“O Papa Francisco tem sido apelidado recorrentemente de revolucionário”, diz o líder comunista madeirense, que já foi padre. “Ele é um interlocutor muito criativo entre a Igreja e a Esquerda”.
Dentro do catolicismo, apesar do esforço contínuo em ordem à “superação mútua de preconceitos” entre a Igreja e a Esquerda, ainda há hoje muitos sectores “que não entendem” uma visão de Igreja mais ligada “ao concreto e ao compromisso social”.
À margem de um seminário na Universidade Católica Portuguesa, em Lisboa, em que falou sobre Os católicos, a Igreja e o direito à revolução, Edgar Silva,líder do PCP-Madeira e antigo padre católico, diz que “é preciso pagar um preço, mesmo quando se trata do Papa” e ninguém “sai impune ao ser fiel aos condenados da Terra”.
“O Papa Francisco tem sido apelidado recorrentemente de revolucionário”, observa o ex-candidato à Presidência da República ao 7MARGENS, no final da sua conferência de dia 8 de abril, respondendo à pergunta sobre se o Papa Francisco é de esquerda. “Ele é sem dúvida um renovador dessa pureza da doutrina do Concílio Vaticano II e um interlocutor muito criativo entre a Igreja e a Esquerda”, acrescenta.

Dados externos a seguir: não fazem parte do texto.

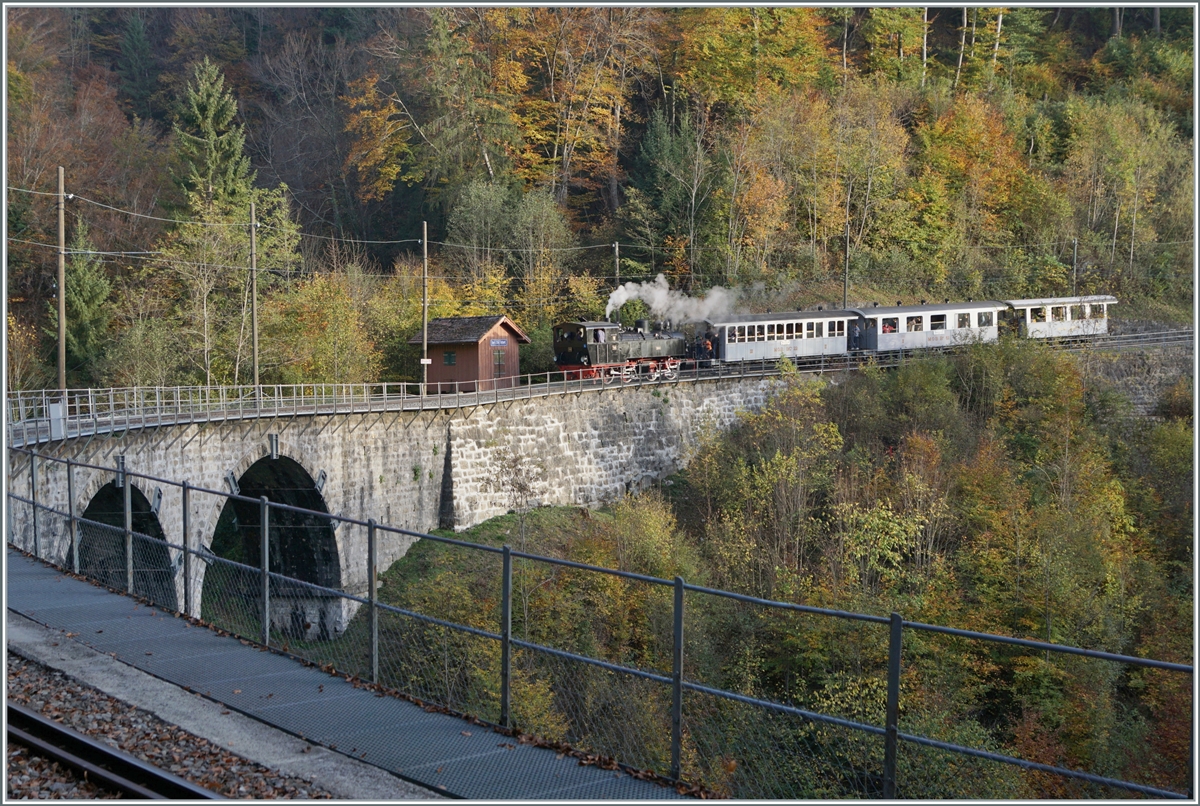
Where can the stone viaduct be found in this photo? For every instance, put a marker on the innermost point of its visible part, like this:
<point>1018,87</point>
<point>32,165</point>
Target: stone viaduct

“Muitas vezes, a “incompreensão não é só na Igreja, mas também na sociedade”, acrescenta Edgar Silva, defendendo que ser católico e de esquerda, nomeadamente comunista, é “perfeitamente possível”. E o Partido Comunista tem, perante a Igreja, “a tese da mão estendida”, dado que olha para esta como “interlocutora de problemas concretos da sociedade”.
Recordando que há católicos que integram grupos eclesiais e são também militantes do Partido Comunista, o líder comunista madeirense diz que essa relação com o catolicismo é uma prática presente no PCP desde os anos 1950.
No livro Portugal Amordaçado, acrescenta ainda, o antigo Presidente Mário Soares lembra um documentário da televisão francesa sobre a oposição religiosa ao regime. Entre outros episódios, pode citar-se a chamada Revolta da Sé, de 11 de Março de 1959 (e que deve o nome ao facto de se ter iniciado junto da catedral de Lisboa), liderada por Manuel Serra, que tinha sido líder da Juventude Operária Católica (JOC), mas que acabou por ser dominada e os seus responsáveis detidos pela PIDE, a polícia política.
Muitos católicos nas revoltas contra o regime
Os anos 1960 assistiriam, aliás, ao multiplicar de redes e grupos católicos de oposição ao regime. “Portugal viu o nome de muitos católicos como bastiões de revolta contra o regime” do Estado Novo. Além da revolta da Sé, muitos outros episódios tiveram a participação de crentes na oposição ao regime. Até em família, como foi o caso do casal Natália e Nuno Teotónio Pereira, que ajudaram a impulsionar a Comissão Nacional de Socorro aos Presos Políticos e a rede dos Terceiros Sábados, além dos cadernos Direito à Informação. Como arquiteto, Teotónio Pereira foi ainda um dos fundadores do Movimento da Renovação de Arte Religiosa, essencial na relação do catolicismo com vários grupos culturais durante os anos 1950-60.
Como resume Edgar Silva, a Igreja teve muitos dos seus membros envolvidos em muitas lutas, sobretudo durante a fase final do regime salazarista. “Um dia, a PIDE-DGS apreendeu 400 livros da livraria Europa-América e, segundo os relatórios” policiais, “40 por cento eram de Teologia”, conta. Também foi assim na América Latina, sobretudo com a teologia da libertação, com muitos teólogos “envolvidos na luta revolucionária”.
Se, enquanto líder comunista, um católico lhe dissesse que queria integrar o PCP, que requisitos lhe pediria Edgar Silva? “Primeiro tinha de entender as razões dessa vontade e perceber se poderia comprometer-se com a transformação da vida e que o mundo tal como o conhecemos precisa de viragens profundas vencendo as desigualdades e as injustiças.” Para o líder comunista madeirense, não é assim tão difícil ser de esquerda. Afinal, para ele como para Camilo Torres, padre comunista e guerrilheiro, a revolução é apenas a execução “do amor eficaz”.